Transcription versions

The button with the gear symbol located next to the list of transcription versions displays the transcription version management window, from which you can delete selected versions. Note: you cannot delete manual transcriptions ('manual') or the current, currently displayed transcription. Deleting transcription versions applies to all document images, not just the current image.

Selecting multiple checkboxes in the same window (to the left of the transcription version name) will allow you to display a comparison of transcriptions (on a line-by-line basis). After closing the version window and clicking on the selected line of transcription (in the transcription panel), the line editor will be displayed, this time with the 'Toggle transcription comparison' option visible in the lower part of the editor window. Turning it on will display the current line variants from the transcriptions previously selected.

Automatic alignment

The Align function is a novelty introduced in version 0.13 of eScriptorium and is still being refined, so it should be considered as a beta version. It uses David Smith's PASSIM program to compare the provided txt file with the selected OCR/HTR layer. Based on the page divisions and line divisions in the OCR layer, this function is able to match the txt file to the scans/images, divide it into lines according to the manuscript's layout, and save the result as another OCR layer.

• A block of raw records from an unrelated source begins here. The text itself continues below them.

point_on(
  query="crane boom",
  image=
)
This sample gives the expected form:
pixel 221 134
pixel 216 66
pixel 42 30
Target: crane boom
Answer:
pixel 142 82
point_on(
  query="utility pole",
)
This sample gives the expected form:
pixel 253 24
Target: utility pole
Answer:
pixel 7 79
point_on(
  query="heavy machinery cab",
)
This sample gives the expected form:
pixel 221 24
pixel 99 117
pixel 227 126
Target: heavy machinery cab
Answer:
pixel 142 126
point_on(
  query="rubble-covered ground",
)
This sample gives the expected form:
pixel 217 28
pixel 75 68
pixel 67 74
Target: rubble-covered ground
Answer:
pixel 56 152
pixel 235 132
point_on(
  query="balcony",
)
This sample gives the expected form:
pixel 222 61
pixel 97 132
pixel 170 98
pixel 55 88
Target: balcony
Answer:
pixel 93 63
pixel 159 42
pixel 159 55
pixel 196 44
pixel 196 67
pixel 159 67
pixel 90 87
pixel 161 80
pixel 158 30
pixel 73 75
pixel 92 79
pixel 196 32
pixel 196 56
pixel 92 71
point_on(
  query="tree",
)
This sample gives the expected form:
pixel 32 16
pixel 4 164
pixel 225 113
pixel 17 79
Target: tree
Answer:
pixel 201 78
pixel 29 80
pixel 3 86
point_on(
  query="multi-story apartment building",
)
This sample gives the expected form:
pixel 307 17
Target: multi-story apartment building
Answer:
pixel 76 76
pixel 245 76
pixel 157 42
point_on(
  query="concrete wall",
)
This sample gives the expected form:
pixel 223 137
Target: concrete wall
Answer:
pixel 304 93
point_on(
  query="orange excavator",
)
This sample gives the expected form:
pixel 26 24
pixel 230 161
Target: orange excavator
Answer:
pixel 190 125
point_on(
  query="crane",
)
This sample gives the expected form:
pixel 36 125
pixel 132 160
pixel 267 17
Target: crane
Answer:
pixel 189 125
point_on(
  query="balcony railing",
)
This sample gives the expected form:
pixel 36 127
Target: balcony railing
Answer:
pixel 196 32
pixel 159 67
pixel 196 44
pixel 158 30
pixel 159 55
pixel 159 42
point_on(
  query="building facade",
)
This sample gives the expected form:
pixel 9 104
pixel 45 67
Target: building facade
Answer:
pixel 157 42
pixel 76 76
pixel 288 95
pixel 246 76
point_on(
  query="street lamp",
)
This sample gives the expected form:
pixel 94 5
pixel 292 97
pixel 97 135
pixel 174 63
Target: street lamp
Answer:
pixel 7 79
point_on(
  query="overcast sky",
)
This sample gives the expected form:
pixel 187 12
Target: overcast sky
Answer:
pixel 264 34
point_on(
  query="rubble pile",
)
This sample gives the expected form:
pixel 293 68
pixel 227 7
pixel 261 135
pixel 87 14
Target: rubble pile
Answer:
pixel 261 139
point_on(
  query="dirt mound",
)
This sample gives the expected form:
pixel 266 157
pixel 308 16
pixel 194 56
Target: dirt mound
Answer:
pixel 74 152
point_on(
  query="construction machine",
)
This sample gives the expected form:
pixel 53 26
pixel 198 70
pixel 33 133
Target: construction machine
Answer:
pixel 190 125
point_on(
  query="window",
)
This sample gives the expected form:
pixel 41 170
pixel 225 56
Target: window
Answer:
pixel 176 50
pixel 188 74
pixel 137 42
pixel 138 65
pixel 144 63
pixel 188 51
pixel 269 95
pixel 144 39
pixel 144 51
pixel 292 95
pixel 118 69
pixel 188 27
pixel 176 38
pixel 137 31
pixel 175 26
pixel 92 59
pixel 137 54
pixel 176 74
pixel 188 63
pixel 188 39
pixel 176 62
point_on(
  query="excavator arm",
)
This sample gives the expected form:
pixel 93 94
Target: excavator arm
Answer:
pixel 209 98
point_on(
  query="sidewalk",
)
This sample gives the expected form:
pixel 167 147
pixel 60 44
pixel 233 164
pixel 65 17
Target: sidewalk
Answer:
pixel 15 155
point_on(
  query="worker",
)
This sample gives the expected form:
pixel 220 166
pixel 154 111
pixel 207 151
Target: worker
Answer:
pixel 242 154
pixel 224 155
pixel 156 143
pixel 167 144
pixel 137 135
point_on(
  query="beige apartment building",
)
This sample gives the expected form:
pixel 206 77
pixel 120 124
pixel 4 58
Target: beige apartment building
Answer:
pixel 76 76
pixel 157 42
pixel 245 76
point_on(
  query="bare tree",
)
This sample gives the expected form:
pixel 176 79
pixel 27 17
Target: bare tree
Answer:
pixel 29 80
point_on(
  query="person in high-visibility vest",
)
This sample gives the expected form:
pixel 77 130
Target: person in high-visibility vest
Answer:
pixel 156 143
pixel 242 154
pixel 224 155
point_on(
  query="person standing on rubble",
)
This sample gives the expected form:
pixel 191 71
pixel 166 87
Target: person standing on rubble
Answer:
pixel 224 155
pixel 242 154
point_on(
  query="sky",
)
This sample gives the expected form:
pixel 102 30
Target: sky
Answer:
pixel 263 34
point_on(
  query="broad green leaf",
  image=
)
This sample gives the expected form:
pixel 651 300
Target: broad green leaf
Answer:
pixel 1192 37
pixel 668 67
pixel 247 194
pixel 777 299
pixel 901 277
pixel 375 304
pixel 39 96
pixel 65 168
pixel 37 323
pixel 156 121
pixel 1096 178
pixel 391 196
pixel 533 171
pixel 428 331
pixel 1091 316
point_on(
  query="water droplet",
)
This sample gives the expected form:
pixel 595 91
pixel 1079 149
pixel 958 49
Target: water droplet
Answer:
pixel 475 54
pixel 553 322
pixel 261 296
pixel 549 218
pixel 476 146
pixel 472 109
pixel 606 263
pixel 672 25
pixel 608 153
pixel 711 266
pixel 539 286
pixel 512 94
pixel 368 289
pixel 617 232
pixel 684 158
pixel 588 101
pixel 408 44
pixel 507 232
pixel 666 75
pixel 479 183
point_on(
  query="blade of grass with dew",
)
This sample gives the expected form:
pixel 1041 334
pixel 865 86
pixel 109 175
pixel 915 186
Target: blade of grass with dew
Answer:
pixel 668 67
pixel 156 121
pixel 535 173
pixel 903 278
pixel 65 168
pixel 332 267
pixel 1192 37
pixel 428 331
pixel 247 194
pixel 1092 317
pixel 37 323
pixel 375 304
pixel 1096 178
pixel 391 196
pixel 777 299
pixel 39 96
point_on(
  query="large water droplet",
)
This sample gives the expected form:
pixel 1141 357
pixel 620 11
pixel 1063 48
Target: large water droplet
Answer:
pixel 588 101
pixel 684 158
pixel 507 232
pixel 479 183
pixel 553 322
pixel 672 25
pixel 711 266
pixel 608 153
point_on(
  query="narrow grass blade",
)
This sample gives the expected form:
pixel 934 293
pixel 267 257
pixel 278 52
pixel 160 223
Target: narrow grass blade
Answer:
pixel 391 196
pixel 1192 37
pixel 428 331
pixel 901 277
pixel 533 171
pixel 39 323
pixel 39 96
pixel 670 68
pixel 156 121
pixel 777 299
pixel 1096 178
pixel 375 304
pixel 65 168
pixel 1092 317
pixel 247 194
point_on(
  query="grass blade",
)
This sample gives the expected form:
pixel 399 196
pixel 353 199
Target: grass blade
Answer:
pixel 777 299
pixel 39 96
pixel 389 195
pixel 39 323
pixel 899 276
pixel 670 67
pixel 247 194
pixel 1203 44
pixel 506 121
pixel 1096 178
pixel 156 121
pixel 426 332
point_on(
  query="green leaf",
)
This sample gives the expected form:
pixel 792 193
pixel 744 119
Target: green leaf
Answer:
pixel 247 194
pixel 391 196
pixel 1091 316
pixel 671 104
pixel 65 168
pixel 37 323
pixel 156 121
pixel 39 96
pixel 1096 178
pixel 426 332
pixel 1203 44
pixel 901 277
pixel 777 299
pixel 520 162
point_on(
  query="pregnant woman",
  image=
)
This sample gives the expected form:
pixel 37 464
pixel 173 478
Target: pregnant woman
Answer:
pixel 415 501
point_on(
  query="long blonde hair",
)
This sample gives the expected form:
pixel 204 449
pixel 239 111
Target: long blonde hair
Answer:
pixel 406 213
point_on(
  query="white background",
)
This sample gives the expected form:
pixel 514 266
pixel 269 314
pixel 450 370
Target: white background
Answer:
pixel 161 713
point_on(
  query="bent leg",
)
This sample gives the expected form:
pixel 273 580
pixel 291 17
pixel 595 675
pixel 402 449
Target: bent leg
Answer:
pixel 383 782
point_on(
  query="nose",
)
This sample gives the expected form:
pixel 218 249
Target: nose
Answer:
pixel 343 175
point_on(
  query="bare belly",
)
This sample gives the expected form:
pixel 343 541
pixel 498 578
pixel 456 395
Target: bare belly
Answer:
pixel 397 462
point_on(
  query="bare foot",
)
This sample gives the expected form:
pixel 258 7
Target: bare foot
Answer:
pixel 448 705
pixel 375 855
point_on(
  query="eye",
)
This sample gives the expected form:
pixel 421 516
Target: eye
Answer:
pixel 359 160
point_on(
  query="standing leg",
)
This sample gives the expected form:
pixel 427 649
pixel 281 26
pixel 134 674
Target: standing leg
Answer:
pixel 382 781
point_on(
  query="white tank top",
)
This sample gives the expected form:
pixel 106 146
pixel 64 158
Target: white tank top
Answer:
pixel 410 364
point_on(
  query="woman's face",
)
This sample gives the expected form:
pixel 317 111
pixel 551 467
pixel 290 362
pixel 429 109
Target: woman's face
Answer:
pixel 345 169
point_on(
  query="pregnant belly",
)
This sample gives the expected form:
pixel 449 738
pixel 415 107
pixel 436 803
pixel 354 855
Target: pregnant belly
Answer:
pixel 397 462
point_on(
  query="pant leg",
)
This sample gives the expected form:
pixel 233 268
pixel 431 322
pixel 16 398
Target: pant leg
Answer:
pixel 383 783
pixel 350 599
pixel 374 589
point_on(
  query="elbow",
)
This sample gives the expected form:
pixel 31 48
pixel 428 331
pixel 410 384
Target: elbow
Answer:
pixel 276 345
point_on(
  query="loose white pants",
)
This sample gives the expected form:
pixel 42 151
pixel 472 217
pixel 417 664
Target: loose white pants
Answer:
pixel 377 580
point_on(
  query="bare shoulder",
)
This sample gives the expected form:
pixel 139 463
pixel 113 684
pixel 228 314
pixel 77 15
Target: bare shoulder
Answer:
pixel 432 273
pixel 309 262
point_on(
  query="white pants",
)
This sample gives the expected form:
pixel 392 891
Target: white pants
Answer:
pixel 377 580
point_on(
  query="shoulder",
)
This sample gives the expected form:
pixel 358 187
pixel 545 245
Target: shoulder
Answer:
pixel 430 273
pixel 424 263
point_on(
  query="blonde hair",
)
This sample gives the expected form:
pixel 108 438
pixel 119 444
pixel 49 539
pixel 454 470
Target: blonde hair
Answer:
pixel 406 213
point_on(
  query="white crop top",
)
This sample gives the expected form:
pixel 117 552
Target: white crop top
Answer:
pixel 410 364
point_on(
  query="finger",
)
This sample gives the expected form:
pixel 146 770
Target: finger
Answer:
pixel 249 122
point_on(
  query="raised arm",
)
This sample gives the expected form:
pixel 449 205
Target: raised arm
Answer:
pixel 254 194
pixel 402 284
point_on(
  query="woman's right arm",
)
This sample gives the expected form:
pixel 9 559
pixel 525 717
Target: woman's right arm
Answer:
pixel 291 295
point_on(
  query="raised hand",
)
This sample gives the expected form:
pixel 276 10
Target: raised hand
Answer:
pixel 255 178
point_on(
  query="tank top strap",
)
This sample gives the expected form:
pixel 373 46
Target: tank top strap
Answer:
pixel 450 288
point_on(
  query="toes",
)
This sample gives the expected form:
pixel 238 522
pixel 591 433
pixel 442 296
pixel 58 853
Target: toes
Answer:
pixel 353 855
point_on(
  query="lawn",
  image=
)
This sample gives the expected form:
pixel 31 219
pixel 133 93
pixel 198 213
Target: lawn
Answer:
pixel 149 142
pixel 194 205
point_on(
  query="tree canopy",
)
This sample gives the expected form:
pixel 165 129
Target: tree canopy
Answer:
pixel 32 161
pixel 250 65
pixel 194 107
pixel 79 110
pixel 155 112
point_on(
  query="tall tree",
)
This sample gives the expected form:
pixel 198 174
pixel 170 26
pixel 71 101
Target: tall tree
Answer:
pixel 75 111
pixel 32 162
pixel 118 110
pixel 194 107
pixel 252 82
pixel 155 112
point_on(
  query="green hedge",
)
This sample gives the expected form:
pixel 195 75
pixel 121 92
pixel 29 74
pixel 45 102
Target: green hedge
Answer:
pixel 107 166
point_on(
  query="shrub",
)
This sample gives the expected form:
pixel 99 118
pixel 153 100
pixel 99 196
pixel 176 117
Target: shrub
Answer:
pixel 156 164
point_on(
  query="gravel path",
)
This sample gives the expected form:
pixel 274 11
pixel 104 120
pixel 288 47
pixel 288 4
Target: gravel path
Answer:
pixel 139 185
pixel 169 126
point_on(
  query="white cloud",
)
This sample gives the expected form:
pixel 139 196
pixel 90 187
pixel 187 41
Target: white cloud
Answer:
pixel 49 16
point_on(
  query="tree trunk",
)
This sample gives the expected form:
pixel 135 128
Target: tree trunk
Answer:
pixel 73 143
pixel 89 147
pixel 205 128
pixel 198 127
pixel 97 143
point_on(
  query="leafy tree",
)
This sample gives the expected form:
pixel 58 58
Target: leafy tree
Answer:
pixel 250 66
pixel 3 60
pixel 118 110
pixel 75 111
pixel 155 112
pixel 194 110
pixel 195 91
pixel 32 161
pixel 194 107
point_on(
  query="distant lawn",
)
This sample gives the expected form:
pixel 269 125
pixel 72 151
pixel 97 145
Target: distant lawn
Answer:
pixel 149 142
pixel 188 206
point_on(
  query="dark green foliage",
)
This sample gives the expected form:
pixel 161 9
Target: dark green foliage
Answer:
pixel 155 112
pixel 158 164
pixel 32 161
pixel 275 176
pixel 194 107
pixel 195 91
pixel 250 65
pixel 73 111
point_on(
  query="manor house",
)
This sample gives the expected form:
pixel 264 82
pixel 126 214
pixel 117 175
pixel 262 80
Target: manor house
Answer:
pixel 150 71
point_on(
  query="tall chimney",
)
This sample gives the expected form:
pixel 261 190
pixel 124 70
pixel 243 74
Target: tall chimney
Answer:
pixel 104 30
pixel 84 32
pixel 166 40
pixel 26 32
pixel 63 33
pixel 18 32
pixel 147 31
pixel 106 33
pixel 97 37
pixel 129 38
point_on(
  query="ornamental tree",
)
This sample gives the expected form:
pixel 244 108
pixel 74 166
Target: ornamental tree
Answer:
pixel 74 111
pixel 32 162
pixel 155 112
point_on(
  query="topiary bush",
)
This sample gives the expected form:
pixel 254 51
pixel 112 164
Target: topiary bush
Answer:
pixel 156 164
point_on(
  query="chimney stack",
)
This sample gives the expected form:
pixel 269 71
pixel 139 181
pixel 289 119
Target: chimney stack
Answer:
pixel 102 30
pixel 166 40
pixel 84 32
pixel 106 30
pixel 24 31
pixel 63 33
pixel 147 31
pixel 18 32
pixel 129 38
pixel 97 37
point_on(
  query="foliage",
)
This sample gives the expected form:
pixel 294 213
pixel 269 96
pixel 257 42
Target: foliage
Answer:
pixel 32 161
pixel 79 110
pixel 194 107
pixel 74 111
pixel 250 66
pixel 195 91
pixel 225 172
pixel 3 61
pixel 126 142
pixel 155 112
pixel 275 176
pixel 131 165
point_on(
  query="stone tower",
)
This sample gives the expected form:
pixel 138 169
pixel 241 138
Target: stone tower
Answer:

With sufficiently good OCR/HTR results, you can use this method to load, for example, text from a critical edition of a manuscript as a layer, even when the text does not retain the original manuscript layout.

Before starting the function, you should first select 1 or more scans that will be subject to processing; otherwise, clicking the 'Align' button on the toolbar will trigger a reminder message. The parameters window for the 'Align' function is one of the more extensive ones in the eScriptorium application. You need to indicate the transcription layer that will be compared to the text file, specify the local text file (or select it from the list if it has already been used - eScriptorium remembers files). In the 'Settings' section of the window, you must enter the name of the new layer, and the 'Use full transcribed document' parameter determines whether the entire content of the transcription layer will be compared or each page individually. You can also specify which types of scan regions will be considered (by default, all are included).

By default, the 'Merge aligned text with existing transcription' option is unchecked, which results in the output layer being supplemented with the text from the specified transcription layer if the system fails to match the appropriate segments (if the option is not used, such unmatched text lines will be empty). It is possible to limit the analysis to specified region types - by default, all are selected. The window also has a group of hidden, advanced parameters: clicking 'Show/hide advanced settings' displays a block of technical parameters for the Align function, with a brief description below each one in the same window. For additional information, refer to the Passim program documentation (https://github.com/dasmiq/passim).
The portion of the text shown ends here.